Vejamos: no que diz respeito à primeira frase sugerida, não poderá ser usada vírgula antes do marcador de negação não, pois, neste caso, apesar da inversão verificada, a negação continua a ter «escopo sobre o predicado» «comprou frutas» (Maria Helena Mira Mateus, Gramática da Língua Portuguesa, 2003, p. 771). No fundo, a ordem mais comum dos constituintes na frase em análise seria «Ela não comprou fruta, mas [comprou] legumes». Ora, sendo assim, se a configuração frásica *«Ela não, comprou fruta, mas legumes» é agramatical, já que «os termos essenciais e integrantes de uma oração [se] ligam [...] sem pausa não podendo ser separados por vírgula» (veja-se esta resposta), a construção *«Ela comprou, não fruta, mas legumes» será igualmente, por maioria de razão, agramatical. Neste caso, a inversão verificada servirá para, por motivos que dependerão do contexto comunicacional em que a citada frase se inserirá, chamar a atenção do interlocutor justamente para o facto de não ter comprado fruta, isto é, para a negação e para a íntima relação que esta estabelecerá com o complemento directo «fruta». Já a utilização da vírgula antes da conjunção coordenativa adversativa mas, na mesma frase, me parece aceitável, em linha, aliás, como o recomendado por Cunha e Cintra (Nova Gramática do Português Contemporâneo, pp.643/644): «Emprega-se ainda a vírgula no interior da oração [...] para separar as orações coordenadas sindéticas, salvo as introduzidas pela conjunção e — Não era velho, mas parecia nunca ter sido novo».1
A segunda frase proposta pela consulente apresenta — na forma e no conteúdo — diferenças substanciais em relação à primeira. No que diz respeito à forma, estamos perante uma estrutura correlativa aditiva (e não perante uma conjunção adversativa, como acontecia na frase anterior), podendo, deste modo, a locução «não só... mas também» ser substituída pela conjunção coordenativa copulativa/aditiva e: «Ela comprou fruta e também legumes», o que faz com que a vírgula antes do mas, neste caso concreto, seja claramente opcional (veja-se, de novo, esta resposta). No entanto, reitere-se que, nesta frase, o recurso à virgula antes do marcador de negação não continua a ser agramatical pelos mesmos motivos que impediam o seu uso no enunciado anterior, pois a inversão de elementos frásicos é, nos mesmos moldes, também aqui, uma evidência («Ela não comprou só fruta...»). Quanto ao conteúdo, as diferenças parecem-me claras: neste caso, o enunciador explicita que, para além da fruta, comprou também legumes, chamando a atenção para o facto, através do recurso à inversão já analisada, de não se ter limitado a comprar apenas fruta, o que talvez possa ser considerado surpreendente para o emissor desta mensagem.

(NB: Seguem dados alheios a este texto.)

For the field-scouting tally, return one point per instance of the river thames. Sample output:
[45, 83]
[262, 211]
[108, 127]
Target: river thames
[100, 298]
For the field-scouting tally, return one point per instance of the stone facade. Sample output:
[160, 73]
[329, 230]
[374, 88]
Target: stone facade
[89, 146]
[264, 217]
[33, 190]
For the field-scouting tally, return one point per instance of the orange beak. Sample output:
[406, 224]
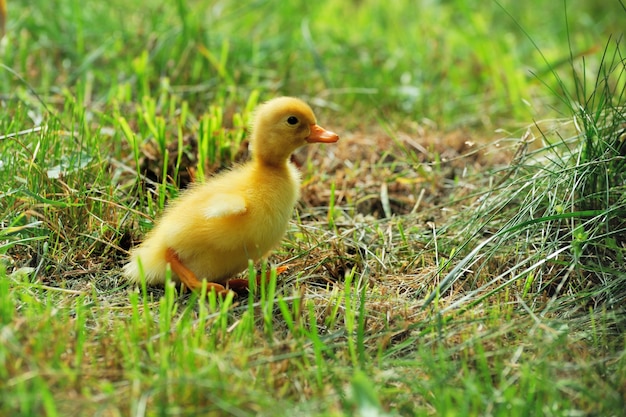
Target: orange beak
[319, 134]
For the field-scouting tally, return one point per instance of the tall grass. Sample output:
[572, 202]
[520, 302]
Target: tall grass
[556, 221]
[108, 108]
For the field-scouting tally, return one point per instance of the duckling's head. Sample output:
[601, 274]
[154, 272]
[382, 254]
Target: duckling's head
[281, 126]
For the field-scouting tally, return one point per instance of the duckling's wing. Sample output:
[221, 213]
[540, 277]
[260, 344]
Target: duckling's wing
[222, 205]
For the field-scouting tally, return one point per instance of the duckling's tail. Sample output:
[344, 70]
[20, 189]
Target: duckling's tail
[147, 264]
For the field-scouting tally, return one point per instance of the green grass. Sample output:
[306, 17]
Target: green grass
[459, 252]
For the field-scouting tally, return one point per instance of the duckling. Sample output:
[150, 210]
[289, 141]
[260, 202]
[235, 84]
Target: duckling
[213, 229]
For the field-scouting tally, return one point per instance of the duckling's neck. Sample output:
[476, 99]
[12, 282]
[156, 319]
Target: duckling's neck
[271, 163]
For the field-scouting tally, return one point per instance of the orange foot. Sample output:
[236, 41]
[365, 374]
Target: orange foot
[187, 276]
[241, 286]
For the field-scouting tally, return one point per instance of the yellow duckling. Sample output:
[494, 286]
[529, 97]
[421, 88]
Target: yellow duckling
[213, 229]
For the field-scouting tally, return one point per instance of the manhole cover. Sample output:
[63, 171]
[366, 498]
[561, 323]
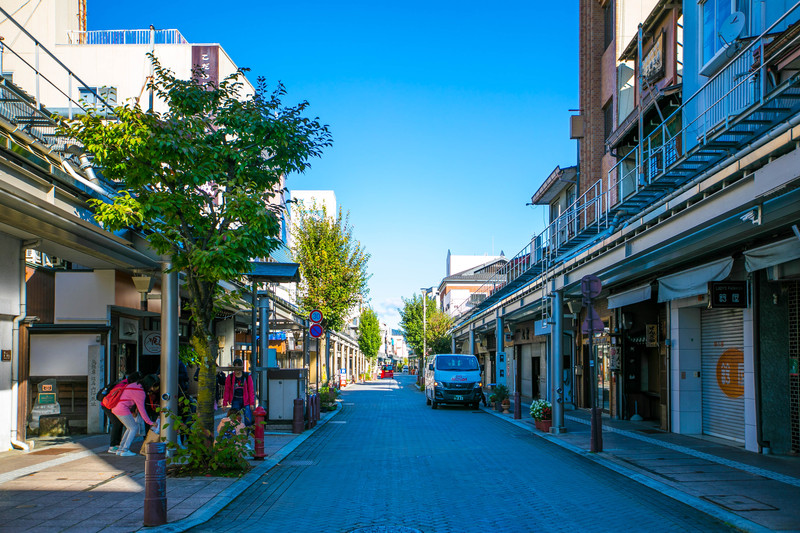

1 Note-se, porém, que Mateus e outros (op. cit.), por exemplo, não seguem esta regra estipulada por Cunha e Cintra, pelo menos no que diz respeito ao caso específico da conjunção mas, quer ao nível dos exemplos utilizados, ex.: «Eles partiram para o Algarve mas não foram de férias» (p. 553), quer ao nível do próprio discurso autoral, ex.: «Note-se que este tipo de restrição não é válido para todas as elipses mas apenas para aquelas que apresentam um elemento lexicalmente realizado [...]» (p. 554).